PETALING JAYA: Os grandes cães continuaram a cair. Primeiro, foi a Alemanha, tetracampeã. Depois, a Holanda, três vezes finalista. E, mais cedo hoje, o maior cão de todos, raça campeã e pentacampeã, o Brasil.

Derrotados por um guerreiro viking e saindo com um rosnado. Mas um treinador alemão encontrou o espírito de buldogue em Inglaterra para planear uma sobrevivência épica.

Os presságios eram sinistros. Os azarões tinham o momentum nesta Copa do Mundo e Inglaterra tinha simplesmente de ser o próximo. Inglaterra encontra sempre uma maneira de perder.

Com sorte para vencer a RD Congo e evitar um dos seus maiores desastres futebolísticos, também tiveram sorte para vencer o Gana. Pouco convincentes contra o modesto Panamá, só foram decentes durante uma meia hora de brilho contra a Croácia.

Instáveis na defesa, dependentes de Harry Kane no ataque, com jogadores criativos deixados em casa, perguntávamo-nos porque é que os seus adeptos pagavam milhares para ir vê-los jogar.

Se o jogo contra o Congo já nos tinha levado a escrever sobre os grandes desastres de Inglaterra até ao minuto 76, este seria diferente.

Perder para o México no Azteca não é nada de que nos envergonharmos, mas estava a ficar cada vez mais difícil vislumbrar uma vitória inglesa.

Raul Jimenez marca da marca de grande penalidade no minuto 69 para reduzir a vantagem de Inglaterra para 3-2 no jogo que foi adiado devido a condições meteorológicas extremas. (Foto AFP)

Quando o sorteio foi feito, a perspetiva de defrontar o México por um lugar nos quartos de final parecia aliciante. Inglaterra tinha vencido seis dos seus nove encontros.

Inglaterra está classificada 10 lugares acima dos anfitriões. Segundo o Fotmob, 21 jogadores da seleção inglesa valem mais do que o melhor mexicano. No papel, Inglaterra era a favorita.

Mas enquanto os Três Leões apenas tinham rugido brevemente, os anfitriões estavam a voar. Venceram todos os seus jogos e não sofreram nenhum golo.

Diante dos seus próprios adeptos, sempre foram formidáveis. Agora pareciam invencíveis.

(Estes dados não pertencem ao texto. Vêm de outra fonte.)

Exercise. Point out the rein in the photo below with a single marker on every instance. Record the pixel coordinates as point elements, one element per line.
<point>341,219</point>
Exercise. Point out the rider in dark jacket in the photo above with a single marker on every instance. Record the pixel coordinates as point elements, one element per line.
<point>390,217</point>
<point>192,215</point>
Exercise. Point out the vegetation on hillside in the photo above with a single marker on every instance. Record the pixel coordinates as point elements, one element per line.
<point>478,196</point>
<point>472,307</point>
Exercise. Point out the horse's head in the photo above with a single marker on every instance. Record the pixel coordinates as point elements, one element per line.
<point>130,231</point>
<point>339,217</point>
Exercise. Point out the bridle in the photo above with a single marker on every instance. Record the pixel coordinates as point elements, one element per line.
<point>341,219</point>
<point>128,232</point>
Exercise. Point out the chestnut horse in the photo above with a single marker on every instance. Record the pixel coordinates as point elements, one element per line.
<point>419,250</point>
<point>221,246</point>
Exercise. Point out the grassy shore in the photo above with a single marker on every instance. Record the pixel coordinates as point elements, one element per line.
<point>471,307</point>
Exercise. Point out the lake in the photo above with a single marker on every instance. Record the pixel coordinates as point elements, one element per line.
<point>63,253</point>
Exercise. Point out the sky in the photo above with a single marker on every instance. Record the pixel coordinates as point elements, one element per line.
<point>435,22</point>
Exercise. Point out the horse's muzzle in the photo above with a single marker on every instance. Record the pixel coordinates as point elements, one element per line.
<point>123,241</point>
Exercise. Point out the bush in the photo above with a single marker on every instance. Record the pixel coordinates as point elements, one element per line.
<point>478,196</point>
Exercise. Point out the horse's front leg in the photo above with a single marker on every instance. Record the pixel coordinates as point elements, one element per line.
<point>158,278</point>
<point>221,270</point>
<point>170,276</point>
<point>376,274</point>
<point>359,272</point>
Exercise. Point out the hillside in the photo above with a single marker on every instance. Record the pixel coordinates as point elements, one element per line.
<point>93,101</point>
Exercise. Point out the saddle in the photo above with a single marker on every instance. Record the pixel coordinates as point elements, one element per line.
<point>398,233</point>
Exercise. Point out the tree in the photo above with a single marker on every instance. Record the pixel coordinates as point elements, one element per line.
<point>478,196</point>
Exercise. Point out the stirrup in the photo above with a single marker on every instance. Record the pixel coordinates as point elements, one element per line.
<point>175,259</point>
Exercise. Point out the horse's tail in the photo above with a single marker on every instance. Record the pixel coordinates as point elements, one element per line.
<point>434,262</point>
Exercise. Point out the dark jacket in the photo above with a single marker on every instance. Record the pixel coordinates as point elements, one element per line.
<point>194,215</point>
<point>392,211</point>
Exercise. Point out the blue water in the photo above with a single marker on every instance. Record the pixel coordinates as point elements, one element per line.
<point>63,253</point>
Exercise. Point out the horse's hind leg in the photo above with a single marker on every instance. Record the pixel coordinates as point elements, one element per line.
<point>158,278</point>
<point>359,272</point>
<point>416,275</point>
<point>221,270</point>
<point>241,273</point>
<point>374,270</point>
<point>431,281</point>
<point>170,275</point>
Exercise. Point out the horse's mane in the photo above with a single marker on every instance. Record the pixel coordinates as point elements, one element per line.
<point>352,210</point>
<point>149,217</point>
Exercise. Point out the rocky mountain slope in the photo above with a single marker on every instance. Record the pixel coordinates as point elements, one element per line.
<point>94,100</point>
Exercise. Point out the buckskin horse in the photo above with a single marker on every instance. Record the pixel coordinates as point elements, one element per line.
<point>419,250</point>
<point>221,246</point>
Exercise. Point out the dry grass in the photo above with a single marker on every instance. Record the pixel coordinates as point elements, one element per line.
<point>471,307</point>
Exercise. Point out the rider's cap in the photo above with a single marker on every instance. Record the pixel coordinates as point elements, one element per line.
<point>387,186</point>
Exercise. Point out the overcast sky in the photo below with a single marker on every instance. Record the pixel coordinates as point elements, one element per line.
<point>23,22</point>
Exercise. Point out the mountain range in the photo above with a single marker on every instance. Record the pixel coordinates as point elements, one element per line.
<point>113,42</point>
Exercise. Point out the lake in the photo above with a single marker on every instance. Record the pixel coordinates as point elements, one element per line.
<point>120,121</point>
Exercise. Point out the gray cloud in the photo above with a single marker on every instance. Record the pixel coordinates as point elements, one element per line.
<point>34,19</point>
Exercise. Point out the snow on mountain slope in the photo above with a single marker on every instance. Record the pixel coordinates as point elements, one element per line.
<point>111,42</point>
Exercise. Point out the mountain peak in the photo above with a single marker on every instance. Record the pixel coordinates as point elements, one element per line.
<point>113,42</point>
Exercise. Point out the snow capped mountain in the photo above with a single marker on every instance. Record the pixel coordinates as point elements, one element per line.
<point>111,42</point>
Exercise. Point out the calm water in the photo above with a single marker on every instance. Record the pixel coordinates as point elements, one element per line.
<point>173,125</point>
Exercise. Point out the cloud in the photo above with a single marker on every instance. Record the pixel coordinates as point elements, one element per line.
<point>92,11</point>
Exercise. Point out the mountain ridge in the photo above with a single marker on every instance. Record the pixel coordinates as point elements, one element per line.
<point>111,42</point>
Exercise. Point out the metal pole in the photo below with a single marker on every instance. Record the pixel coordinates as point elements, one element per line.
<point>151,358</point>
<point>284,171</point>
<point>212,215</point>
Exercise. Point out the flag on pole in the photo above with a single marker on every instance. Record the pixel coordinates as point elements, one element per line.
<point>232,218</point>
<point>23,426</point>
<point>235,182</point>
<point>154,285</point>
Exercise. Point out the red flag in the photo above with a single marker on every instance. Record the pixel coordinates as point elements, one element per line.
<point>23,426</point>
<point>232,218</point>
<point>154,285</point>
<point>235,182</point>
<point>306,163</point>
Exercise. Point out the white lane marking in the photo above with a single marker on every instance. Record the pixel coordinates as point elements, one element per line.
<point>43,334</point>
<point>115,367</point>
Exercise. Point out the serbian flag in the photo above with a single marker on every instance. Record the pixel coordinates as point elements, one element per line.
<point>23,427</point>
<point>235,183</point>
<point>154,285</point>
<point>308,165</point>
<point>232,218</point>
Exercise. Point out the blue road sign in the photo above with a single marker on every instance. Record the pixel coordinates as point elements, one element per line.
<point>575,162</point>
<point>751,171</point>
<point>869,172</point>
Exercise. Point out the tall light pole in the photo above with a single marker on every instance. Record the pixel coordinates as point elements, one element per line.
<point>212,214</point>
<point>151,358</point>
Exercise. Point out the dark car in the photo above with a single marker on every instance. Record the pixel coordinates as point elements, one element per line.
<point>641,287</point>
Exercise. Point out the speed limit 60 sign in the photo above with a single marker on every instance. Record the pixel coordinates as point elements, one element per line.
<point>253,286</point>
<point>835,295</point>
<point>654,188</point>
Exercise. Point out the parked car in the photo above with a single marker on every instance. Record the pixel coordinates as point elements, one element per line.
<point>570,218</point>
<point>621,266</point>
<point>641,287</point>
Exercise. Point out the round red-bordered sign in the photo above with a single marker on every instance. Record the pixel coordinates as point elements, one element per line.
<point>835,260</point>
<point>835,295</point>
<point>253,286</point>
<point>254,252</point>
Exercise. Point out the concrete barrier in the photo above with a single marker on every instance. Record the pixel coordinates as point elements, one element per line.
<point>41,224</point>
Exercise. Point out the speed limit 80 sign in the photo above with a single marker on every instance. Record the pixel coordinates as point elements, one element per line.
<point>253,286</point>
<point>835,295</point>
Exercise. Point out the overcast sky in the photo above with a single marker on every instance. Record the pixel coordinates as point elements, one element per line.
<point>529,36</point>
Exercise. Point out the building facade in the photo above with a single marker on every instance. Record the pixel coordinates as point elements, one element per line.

O Estádio Azteca sempre foi intimidante. Agora é aterrorizante.

Depois há a altitude – 2.240 metros. Os especialistas dizem que os atletas precisam de três semanas para se adaptarem. Inglaterra teria 48 horas.

Nunca no seu melhor com o calor, e com o fantasma de Diego Maradona ainda a assombrá-los, as probabilidades mudaram. Inglaterra já não era a favorita, segundo muitos bons observadores.

Inglaterra tinha uma fraqueza no lateral direito; a estrela do México, Julian Quinones, é um extremo esquerdo. Ele estaria a lamber os beiços.

Dois dos melhores jogadores de Inglaterra, Declan Rice e Bukayo Saka, estavam longe de estar em forma. Podíamos continuar: os sinais de derrota continuavam a acumular-se.

Nem sequer iam conseguir dormir uma noite, pois os adeptos mexicanos planeavam mantê-los acordados a noite toda.

O selecionador de Inglaterra, Thomas Tuchel, esteve animado durante todo o encontro que viu a sua equipa, reduzida a 10 homens no minuto 54, agarrar-se a uma vitória famosa. (Foto EPA Images)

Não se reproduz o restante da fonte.